Cora comenzó a caminar, alejándose de ellos, cuando escuchó a la madre de la peliazul preguntar a su marido quién era ella y por qué estaban allí. Pobre Hanon. Debía de ser terrible para ella ver cómo su madre perdía poco a poco los recuerdos de sus seres queridos... Una vez salió al exterior, se sentó junto a su marido en el lado de la novia, sujetando a su hijo en brazos. La ceremonia comenzó poco después, transcurriendo sin mayor pompa ni circunstancia.

–¡Así que este es el pequeño Holmes...! –exclamó Hanon, tomándolo en brazos–. ¡Hola, preciosidad! Soy la tía Hanon, y soy muy amiga de tu mamá –le indicó con una sonrisa la recién casada–. Eres igualito a tu padre, vaya que sí –afirmó, el infante carcajeándose–. Tenéis un hijo estupendo, chicos –les aseguró, devolviéndoselo a su madre.

–Muchas gracias, Hanon –agradeció la joven madre–. ¿O debería llamarte, Sra.
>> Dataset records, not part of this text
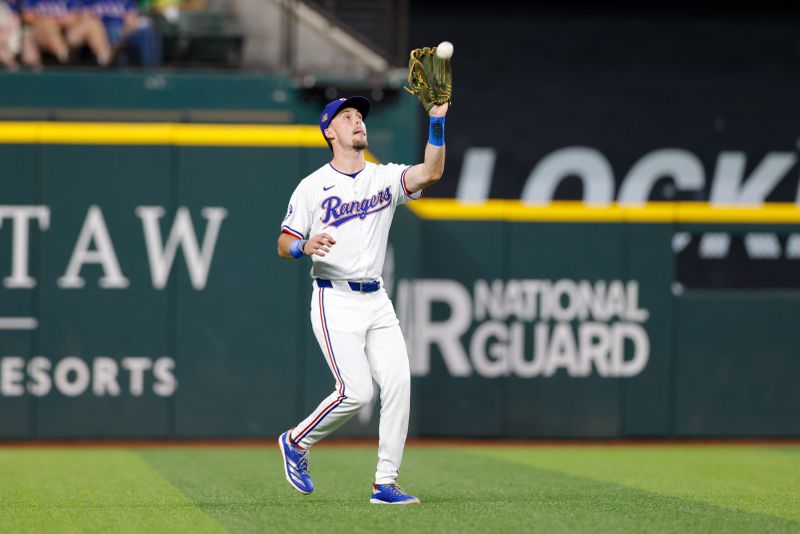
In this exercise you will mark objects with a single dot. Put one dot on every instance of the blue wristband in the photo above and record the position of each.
(436, 131)
(296, 248)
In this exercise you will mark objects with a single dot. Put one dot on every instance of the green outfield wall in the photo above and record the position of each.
(141, 296)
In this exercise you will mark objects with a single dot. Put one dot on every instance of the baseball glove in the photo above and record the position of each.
(430, 77)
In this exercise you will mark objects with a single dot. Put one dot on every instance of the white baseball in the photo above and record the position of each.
(444, 50)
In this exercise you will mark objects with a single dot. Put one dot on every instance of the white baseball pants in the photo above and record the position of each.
(360, 337)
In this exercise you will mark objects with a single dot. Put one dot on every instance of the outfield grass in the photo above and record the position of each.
(463, 489)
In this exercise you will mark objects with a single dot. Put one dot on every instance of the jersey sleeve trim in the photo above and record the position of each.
(292, 231)
(413, 196)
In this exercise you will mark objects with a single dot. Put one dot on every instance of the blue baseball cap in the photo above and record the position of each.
(332, 108)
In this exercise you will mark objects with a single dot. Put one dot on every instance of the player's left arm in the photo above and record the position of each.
(432, 167)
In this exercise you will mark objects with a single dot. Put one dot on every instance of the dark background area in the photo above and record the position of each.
(619, 77)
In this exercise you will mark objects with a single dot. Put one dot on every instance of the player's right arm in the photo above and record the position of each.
(319, 244)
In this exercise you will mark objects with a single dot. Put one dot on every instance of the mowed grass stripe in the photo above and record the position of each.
(91, 490)
(761, 480)
(462, 490)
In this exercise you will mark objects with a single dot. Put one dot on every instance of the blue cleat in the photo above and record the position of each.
(295, 465)
(391, 494)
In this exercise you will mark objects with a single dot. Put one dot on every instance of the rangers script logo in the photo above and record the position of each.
(337, 213)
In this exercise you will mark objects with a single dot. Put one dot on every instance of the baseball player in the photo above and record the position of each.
(340, 216)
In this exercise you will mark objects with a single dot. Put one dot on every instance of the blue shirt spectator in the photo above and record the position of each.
(52, 8)
(127, 30)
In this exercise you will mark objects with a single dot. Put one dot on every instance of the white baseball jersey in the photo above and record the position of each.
(358, 332)
(356, 211)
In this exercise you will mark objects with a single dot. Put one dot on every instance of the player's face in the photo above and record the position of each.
(349, 129)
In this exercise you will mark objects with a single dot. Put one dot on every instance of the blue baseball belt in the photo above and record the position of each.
(361, 287)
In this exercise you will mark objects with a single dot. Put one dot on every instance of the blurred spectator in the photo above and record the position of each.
(23, 42)
(64, 25)
(170, 9)
(127, 30)
(10, 37)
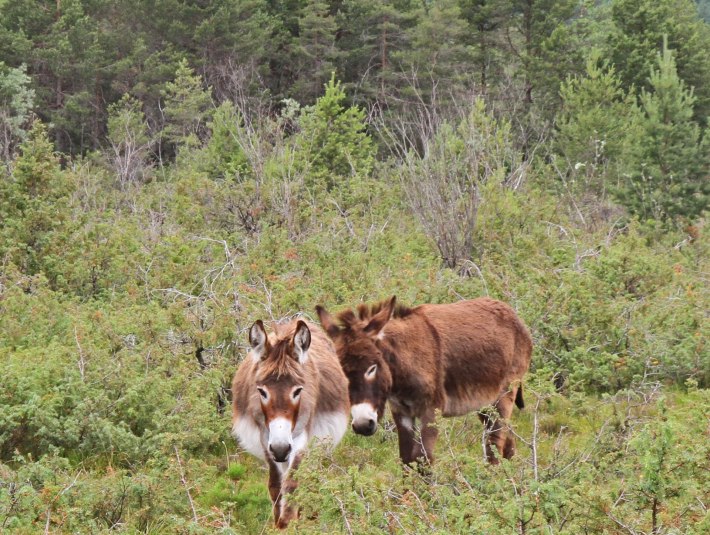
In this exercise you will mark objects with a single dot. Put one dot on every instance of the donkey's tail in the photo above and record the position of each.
(519, 398)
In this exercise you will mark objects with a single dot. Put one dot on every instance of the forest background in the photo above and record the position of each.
(172, 171)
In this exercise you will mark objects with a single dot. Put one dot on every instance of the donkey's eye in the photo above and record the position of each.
(263, 393)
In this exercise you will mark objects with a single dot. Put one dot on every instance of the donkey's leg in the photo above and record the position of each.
(505, 409)
(429, 435)
(275, 489)
(405, 432)
(498, 435)
(288, 485)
Summers?

Los Holmes y los recién casados se carcajearon al unísono, de pronto acercándose a ellos Amanda Stapleton con una sonrisa, junto a sus hermanas, Kirsty y Lily, quienes en cuanto vieron a la pelirroja, corrieron hacia ella, abrazándola cariñosamente. Michael por su parte se excusó, alejándose de ellos para saludar a los invitados.

–¡Nos alegramos mucho de verte! –exclamaron ambas niñas–. ¡Oh! ¡Hola, Sherlock!

–Hola, niñas –las saludó el detective cordialmente, comenzando a percatarse de que mucha gente estaba acercándose a ellos. Aquello lo ponía nervioso: siempre había detestado las multitudes.

–Me alegro de verte, Cora –saludó Amanda con una sonrisa, acariciando la mejilla del bebé–. Es precioso. Enhorabuena –los felicitó con una sonrisa–. Mamá te envía recuerdos, y dice que si necesitáis algo no tenéis más que llamarla.

–Lo sé –afirmó la pelirroja–, gracias, Amanda.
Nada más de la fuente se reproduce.